What left me wanting was the absence of much in the way of business-to-consumer solutions in my area of customer service and support. Sentiment analysis, voice detection, real time decision support, business rules engines and process management, complex pricing and configuration, content authoring tools. The nitty-gritty of customer service. Not yet. But that is for my published research. All in all: terrific performance of a new model, executed perfectly.
The lack of B2C isn’t a rap at the conference, but a reflection of the focus of Salesforce.com at this point in its development. But for business-to-consumer organizations, there is a resistance to taking on the hard problems. Service managers are finding it tough to switch from cost-centric measurement.

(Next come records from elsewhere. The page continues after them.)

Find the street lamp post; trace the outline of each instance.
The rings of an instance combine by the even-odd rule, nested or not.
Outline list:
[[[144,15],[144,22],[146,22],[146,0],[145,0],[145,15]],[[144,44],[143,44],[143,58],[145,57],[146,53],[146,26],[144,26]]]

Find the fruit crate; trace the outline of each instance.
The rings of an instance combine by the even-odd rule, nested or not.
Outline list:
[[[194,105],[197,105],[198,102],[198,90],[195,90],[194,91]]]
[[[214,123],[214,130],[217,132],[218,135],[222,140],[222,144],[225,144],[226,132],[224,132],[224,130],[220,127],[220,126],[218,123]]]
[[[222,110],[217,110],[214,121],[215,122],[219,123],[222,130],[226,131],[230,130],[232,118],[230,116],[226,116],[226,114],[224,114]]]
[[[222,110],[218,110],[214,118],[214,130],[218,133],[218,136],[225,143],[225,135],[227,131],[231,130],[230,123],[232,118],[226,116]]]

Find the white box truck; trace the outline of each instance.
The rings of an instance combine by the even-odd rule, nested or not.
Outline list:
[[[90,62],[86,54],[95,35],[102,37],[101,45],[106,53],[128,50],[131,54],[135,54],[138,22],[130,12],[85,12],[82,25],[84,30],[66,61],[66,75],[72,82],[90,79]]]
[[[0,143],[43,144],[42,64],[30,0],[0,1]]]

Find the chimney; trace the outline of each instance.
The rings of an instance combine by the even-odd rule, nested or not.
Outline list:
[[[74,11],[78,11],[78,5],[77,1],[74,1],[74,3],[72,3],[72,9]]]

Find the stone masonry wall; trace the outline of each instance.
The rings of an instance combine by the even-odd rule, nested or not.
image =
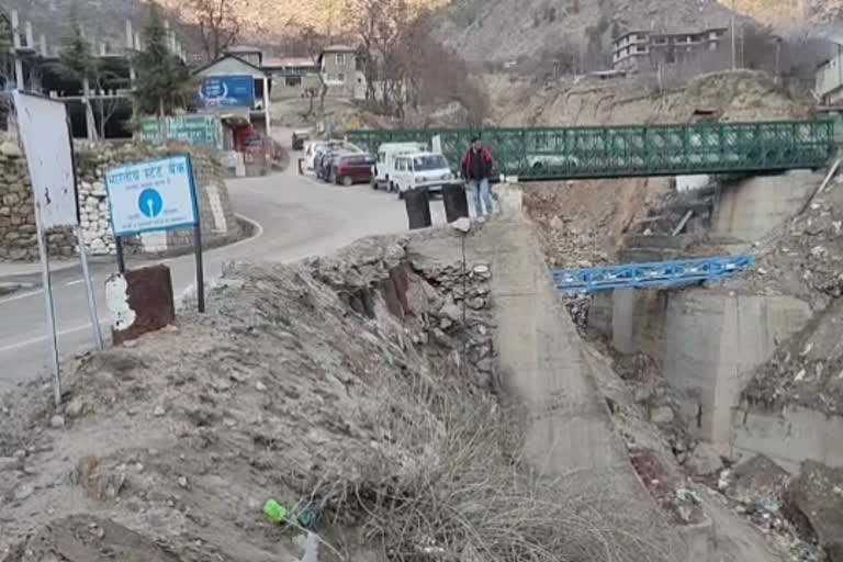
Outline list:
[[[70,232],[47,235],[50,256],[68,257],[75,252],[76,238]],[[0,144],[0,260],[38,259],[35,206],[26,160],[18,145]]]
[[[225,170],[214,154],[182,145],[150,147],[135,144],[85,144],[77,146],[77,172],[82,236],[90,255],[113,255],[116,251],[111,231],[105,172],[125,164],[186,151],[191,155],[193,162],[203,246],[225,244],[240,235],[224,181]],[[52,257],[67,258],[76,255],[76,237],[71,232],[50,232],[47,239]],[[176,254],[190,248],[192,243],[192,231],[150,233],[124,240],[124,249],[130,254]],[[37,252],[26,162],[16,144],[5,142],[0,145],[0,260],[36,260]]]

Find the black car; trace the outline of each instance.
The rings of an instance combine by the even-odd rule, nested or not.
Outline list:
[[[313,170],[316,172],[317,178],[321,180],[328,180],[328,175],[330,173],[330,162],[342,150],[339,148],[331,148],[319,153],[316,156],[316,159],[313,161]]]
[[[307,131],[293,132],[293,150],[304,150],[304,142],[311,139]]]

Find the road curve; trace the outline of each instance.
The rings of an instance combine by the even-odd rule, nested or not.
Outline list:
[[[403,204],[394,195],[368,186],[345,188],[301,177],[293,170],[265,178],[228,182],[235,212],[259,225],[249,240],[207,251],[205,279],[218,276],[224,262],[238,259],[292,261],[333,251],[367,235],[406,228]],[[171,269],[177,295],[194,281],[192,256],[164,260]],[[148,263],[130,259],[128,267]],[[92,265],[100,321],[104,310],[104,282],[113,263]],[[33,278],[40,283],[40,277]],[[59,349],[63,357],[92,346],[85,286],[78,268],[53,276]],[[0,297],[0,394],[12,385],[45,372],[44,295],[40,289]]]

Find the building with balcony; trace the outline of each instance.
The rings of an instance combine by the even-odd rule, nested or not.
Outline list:
[[[843,38],[832,38],[836,54],[817,67],[814,91],[824,105],[843,104]]]
[[[629,72],[657,71],[689,65],[710,72],[730,67],[731,35],[727,27],[696,32],[631,31],[612,42],[611,66]]]
[[[330,45],[319,55],[319,71],[328,87],[328,95],[362,99],[366,97],[366,78],[357,56],[357,48],[348,45]]]

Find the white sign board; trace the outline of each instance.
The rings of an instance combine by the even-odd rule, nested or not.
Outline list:
[[[105,173],[114,236],[196,226],[199,212],[188,156],[134,164]]]
[[[64,102],[14,91],[18,131],[44,229],[79,224],[70,132]]]

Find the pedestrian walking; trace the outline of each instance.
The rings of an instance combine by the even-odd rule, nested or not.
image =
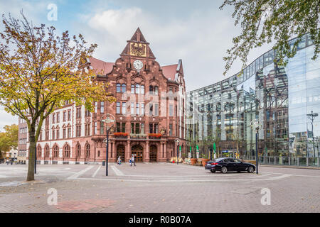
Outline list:
[[[136,166],[136,162],[134,161],[134,156],[132,155],[131,156],[131,164],[130,166],[132,166],[132,163],[134,164],[134,166]]]
[[[119,165],[121,165],[121,156],[119,156],[118,157],[118,163]]]

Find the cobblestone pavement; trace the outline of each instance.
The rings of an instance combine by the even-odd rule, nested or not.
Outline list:
[[[0,165],[0,212],[320,212],[320,170],[260,167],[211,173],[183,164]],[[48,205],[54,188],[58,204]],[[262,189],[271,204],[262,205]]]

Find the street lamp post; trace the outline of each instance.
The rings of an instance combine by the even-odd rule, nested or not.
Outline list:
[[[34,173],[36,174],[37,173],[37,146],[36,145],[36,149],[35,149],[35,153],[34,153]]]
[[[260,128],[260,125],[259,124],[259,121],[256,119],[251,121],[251,127],[252,129],[255,130],[255,163],[256,163],[256,173],[258,174],[258,165],[259,165],[259,159],[258,159],[258,133],[259,129]]]
[[[108,156],[109,156],[109,131],[112,128],[113,125],[114,124],[114,116],[112,114],[106,114],[103,115],[101,117],[101,122],[105,123],[106,124],[106,129],[107,129],[107,138],[105,139],[106,141],[106,157],[105,157],[105,175],[108,176]]]
[[[318,116],[318,114],[314,114],[311,111],[311,114],[306,114],[308,118],[311,121],[311,131],[312,131],[312,143],[314,144],[314,157],[316,157],[316,148],[314,146],[314,120]],[[308,148],[306,148],[308,150]]]
[[[179,160],[178,159],[178,153],[179,153],[179,143],[180,143],[180,140],[179,139],[176,139],[175,140],[176,143],[176,165],[178,165],[179,163]]]

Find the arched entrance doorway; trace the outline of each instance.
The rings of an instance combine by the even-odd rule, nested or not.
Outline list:
[[[122,162],[125,162],[125,153],[124,153],[125,148],[124,145],[122,144],[118,145],[117,147],[117,160],[118,160],[119,156],[121,157],[121,161]]]
[[[131,154],[134,155],[136,162],[142,162],[144,161],[144,148],[141,145],[132,146]]]
[[[158,149],[155,145],[150,146],[150,162],[156,162],[157,158]]]

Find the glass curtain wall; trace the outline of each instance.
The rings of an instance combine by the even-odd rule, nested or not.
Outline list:
[[[260,155],[317,157],[320,116],[312,122],[307,116],[320,114],[320,60],[311,60],[314,50],[306,35],[285,67],[274,61],[271,50],[242,73],[188,92],[187,138],[192,152],[198,145],[201,153],[208,155],[215,143],[220,154],[253,155],[252,123],[257,119]]]

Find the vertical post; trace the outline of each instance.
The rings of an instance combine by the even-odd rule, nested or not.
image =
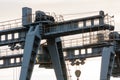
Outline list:
[[[22,25],[28,25],[32,23],[32,9],[28,7],[22,8]]]
[[[55,69],[57,80],[65,80],[61,67],[60,55],[55,38],[48,39],[48,50],[50,52],[53,68]]]
[[[41,26],[31,26],[25,40],[23,62],[19,80],[30,80],[40,44]]]
[[[100,80],[110,80],[115,56],[113,48],[113,46],[103,48]]]

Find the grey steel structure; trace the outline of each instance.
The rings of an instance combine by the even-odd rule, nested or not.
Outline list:
[[[75,65],[80,60],[84,64],[86,58],[102,56],[100,80],[120,76],[120,34],[113,31],[111,16],[100,11],[98,15],[56,22],[42,11],[36,11],[33,17],[31,8],[22,10],[20,27],[17,20],[15,28],[12,24],[1,25],[7,29],[0,31],[0,46],[9,46],[11,52],[19,49],[23,52],[1,55],[0,68],[22,66],[19,80],[30,80],[34,64],[40,64],[40,67],[54,68],[57,80],[68,80],[65,61]],[[67,41],[60,38],[74,34],[80,34],[80,38]],[[41,40],[46,42],[40,44]]]

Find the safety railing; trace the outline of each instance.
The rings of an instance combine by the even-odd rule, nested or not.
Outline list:
[[[96,32],[89,32],[77,35],[77,37],[72,37],[72,39],[65,39],[62,38],[62,45],[63,48],[68,47],[76,47],[76,46],[85,46],[91,44],[99,44],[104,43],[109,39],[110,31],[96,31]]]

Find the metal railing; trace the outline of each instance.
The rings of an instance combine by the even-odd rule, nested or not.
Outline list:
[[[63,48],[67,47],[76,47],[76,46],[84,46],[90,44],[98,44],[104,43],[109,39],[110,31],[96,31],[96,32],[89,32],[77,35],[77,37],[72,37],[72,39],[65,39],[62,38],[62,45]]]

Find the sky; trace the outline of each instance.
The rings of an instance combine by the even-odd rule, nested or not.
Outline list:
[[[114,15],[115,30],[120,30],[119,0],[0,0],[0,22],[20,18],[22,16],[22,7],[31,7],[33,12],[42,10],[45,12],[55,12],[56,14],[103,10],[105,13]],[[82,70],[80,80],[99,80],[100,64],[101,58],[87,59],[86,64],[80,66]],[[74,69],[71,71],[73,77]],[[0,80],[19,80],[19,72],[20,68],[0,69]],[[54,70],[38,68],[38,65],[35,66],[31,80],[40,79],[56,80]],[[120,78],[112,78],[111,80],[120,80]]]

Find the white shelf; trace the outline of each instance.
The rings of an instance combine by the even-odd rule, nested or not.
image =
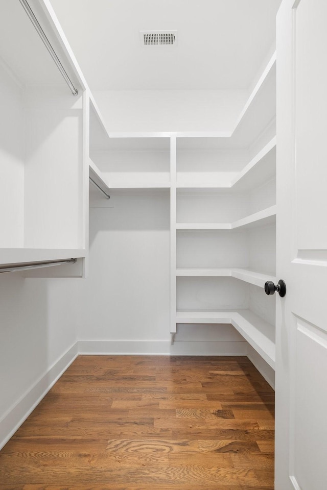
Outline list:
[[[231,324],[263,359],[275,369],[274,327],[249,310],[177,311],[176,323]]]
[[[90,158],[89,158],[89,176],[105,192],[108,192],[111,186],[102,172]]]
[[[266,281],[276,281],[276,277],[268,274],[255,272],[249,269],[226,268],[179,268],[176,270],[178,277],[234,277],[240,281],[264,287]]]
[[[276,175],[276,136],[261,150],[232,181],[238,191],[255,188]]]
[[[203,192],[217,190],[235,190],[244,192],[254,189],[276,175],[276,136],[264,146],[252,160],[230,181],[222,181],[219,173],[215,181],[209,182],[183,182],[179,176],[176,184],[177,189]]]
[[[263,226],[275,222],[277,206],[271,206],[232,223],[176,223],[177,230],[233,230]]]
[[[277,206],[275,204],[258,213],[254,213],[245,218],[242,218],[242,219],[235,221],[231,223],[231,228],[232,229],[240,228],[250,228],[270,225],[276,222],[276,212]]]
[[[231,230],[230,223],[176,223],[177,230]]]
[[[85,256],[86,251],[83,249],[0,249],[0,264],[45,262]]]

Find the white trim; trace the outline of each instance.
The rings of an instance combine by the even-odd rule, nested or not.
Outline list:
[[[290,476],[290,480],[291,480],[291,482],[292,482],[292,484],[294,486],[295,490],[301,490],[301,487],[297,483],[297,481],[296,481],[296,478],[295,478],[295,476]]]
[[[55,383],[75,360],[78,355],[77,345],[76,342],[70,347],[0,420],[0,449],[12,437]]]
[[[243,341],[79,340],[83,355],[246,356]]]

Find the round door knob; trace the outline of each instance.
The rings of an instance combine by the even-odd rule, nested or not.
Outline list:
[[[272,281],[267,281],[265,283],[265,292],[266,295],[274,295],[277,291],[282,298],[286,294],[286,284],[283,279],[279,279],[277,284],[274,284]]]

When you get a customer on the line, and they have called YOU, there is so much opportunity to cement the customer’s loyalty to the business during this phone conversation. And yet, what do we do? We rush , rush, rush. Three hundred seconds and counting. Tick, tick, tick. (unless you are Zappos, of course.) Why? Because it is easier to measure efficiency and report on cost savings than it is to look for revenue impact. Most of our contact center processes, metrics and KPIs are focused on cost reduction. What was wrap up time? How many calls were handled? How quickly? How many calls per agent? What was the satisfaction with the call? But what we need is another measure that focuses on growth-oriented metrics: how did the call impact sales? Customer Loyalty? Support of the Brand? What did the customer learn about us that they didn’t know before? What did we learn about the client? And of course, we need better longitudinal data to model how improved service performance impacts multi-year corporate performance. A shift in thinking in the CRM Customer Service Center from tactical to strategic is long overdue.
Let’s hear your stories of greatness in this area. I have a small collection, but would like a big collection!